The British Medical Association has weighed in on the proposed health care reforms:
1)
The Allergists have voted to scratch it, but the Dermatologists have advised not to make any rash moves.
The Gastroenterologists have a gut feeling about it, but the Neurologists think the government have a lot of nerve.
The Obstetricians feel they are labouring under a misconception, while Ophthalmologists consider the idea short-sighted.
Pathologists have come out strongly declaring, 'Over my dead body', while the Paediatricians said 'Oh Grow up'.
The Psychiatrists think the whole idea is madness, while the Radiologists can see right through it.
Surgeons are fed up with the cuts and have decided to wash their hands of the issue. ENT specialists won't swallow the proposals and just won't hear about it.
Pharmacologists think that it is a bitter pill to swallow, whilst Plastic Surgeons have observed, 'that this puts a whole new face on the matter'.
The Podiatrists think it is a big step forwards, but the Urologists are pissed off with the whole idea, whilst the Anaesthetists think the whole idea is a gas.
Meanwhile the Cardiologists don't have the heart to say no.
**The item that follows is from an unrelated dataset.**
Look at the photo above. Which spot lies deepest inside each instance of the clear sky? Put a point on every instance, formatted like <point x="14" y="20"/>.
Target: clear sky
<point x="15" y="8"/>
In the end the Proctologists won out, leaving the entire decision to the Arseholes in London.
2)
3)
What's all this shit I'm hearing about the new health lottery starting this weekend?
We've had a health lottery in this country for years - it's called the NHS!
4)
The NHS have teamed up with a national company as their new providers of oxygen bags.
Walkers Crisps, have announced they are thrilled to have clinched the deal!
5)
I think the Government could get more men to eat their 5 a day by saying it increases your cock size and advertise it on porn sites!
6)
These are sentences actually typed by Medical secretaries in NHS Greater Glasgow
1. The patient has no previous history of suicides.
2. Patient has left her white blood cells at another hospital.
3. Patient's medical history has been remarkably insignificant with only a 40 pound weight gain in the past three days.
4. She has no rigours or shaking chills, but her husband states she was very hot in bed last night.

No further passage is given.